- Date: 5 – 11 September
- Edition: 3rd
- Surface: Hard
- Location: Nonthaburi, Thailand

Champions

Singles
- Stuart Parker

Doubles
- Chung Yun-seong / Ajeet Rai
| Nonthaburi Challenger |

= 2022 Nonthaburi Challenger III =

The 2022 Nonthaburi Challenger III was a professional tennis tournament played on hard courts. It was the 3rd edition of the tournament which was part of the 2022 ATP Challenger Tour. It took place in Nonthaburi, Thailand from 5 to 11 September 2022.

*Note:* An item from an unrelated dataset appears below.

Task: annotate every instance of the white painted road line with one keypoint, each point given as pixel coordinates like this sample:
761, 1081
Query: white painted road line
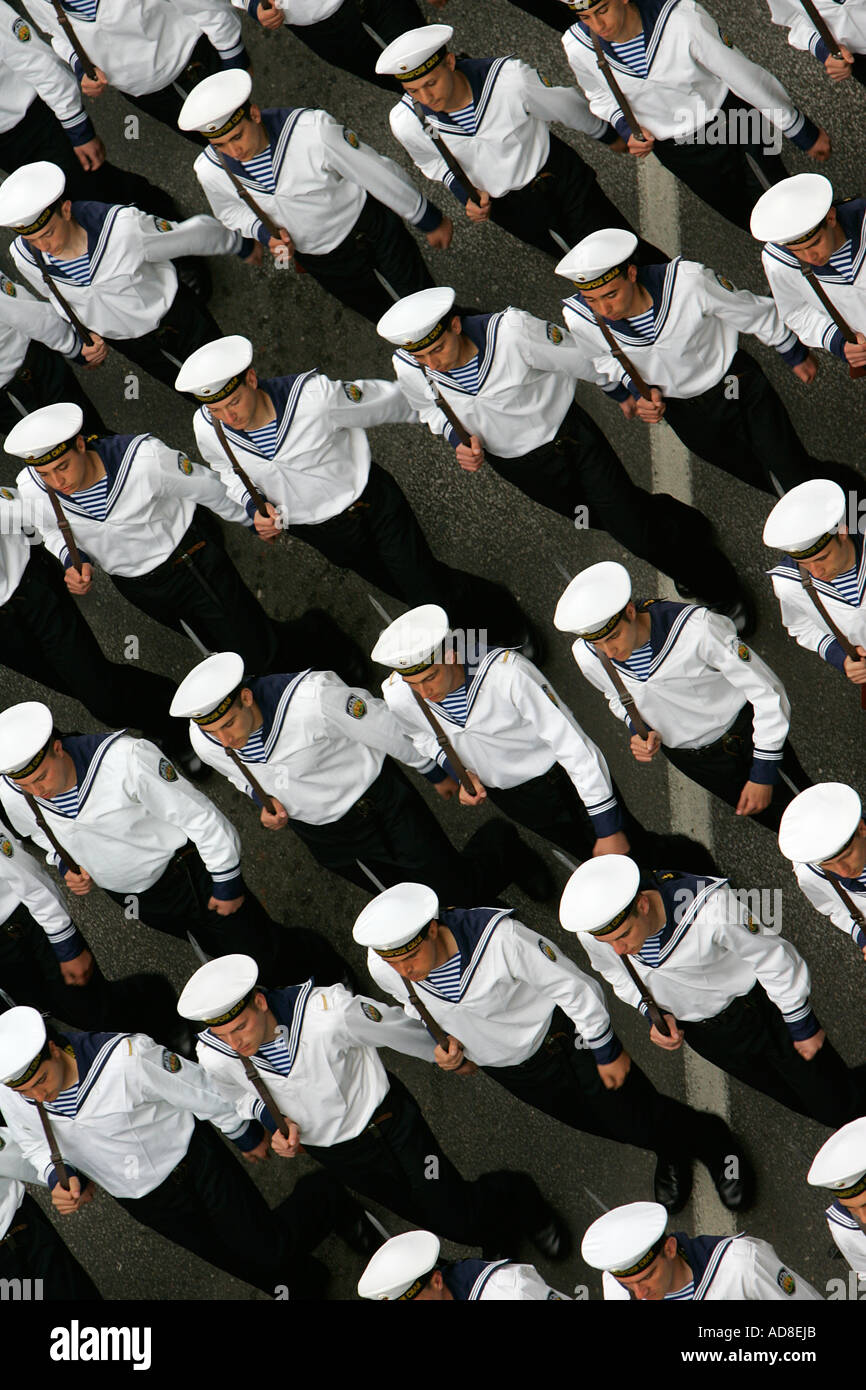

==Singles main-draw entrants==
===Seeds===

| Country | Player | Rank^{1} | Seed |
|---|---|---|---|
| JPN | Yosuke Watanuki | 242 | 1 |
| MON | Valentin Vacherot | 271 | 2 |
| VIE | Lý Hoàng Nam | 290 | 3 |
| GBR | Billy Harris | 305 | 4 |
| GER | Nicola Kuhn | 317 | 5 |
|  | Alibek Kachmazov | 319 | 6 |
| AUS | Dane Sweeny | 326 | 7 |
| IND | Prajnesh Gunneswaran | 329 | 8 |

- ^{1} Rankings are as of 29 August 2022.

===Other entrants===
The following players received wildcards into the singles main draw:
- THA Yuttana Charoenphon
- THA Pruchya Isaro
- THA Pol Wattanakul

The following player received entry into the singles main draw as an alternate:
- AUS James McCabe

The following players received entry from the qualifying draw:
- USA Gage Brymer
- JPN Makoto Ochi
- GBR Stuart Parker
- NZL Ajeet Rai
- THA Kasidit Samrej
- JPN Yuta Shimizu

==Champions==
===Singles===

- GBR Stuart Parker def. FRA Arthur Cazaux 6–4, 4–1 ret.

===Doubles===

- KOR Chung Yun-seong / NZL Ajeet Rai def. PHI Francis Alcantara / INA Christopher Rungkat 6–1, 7–6^{(8–6)}.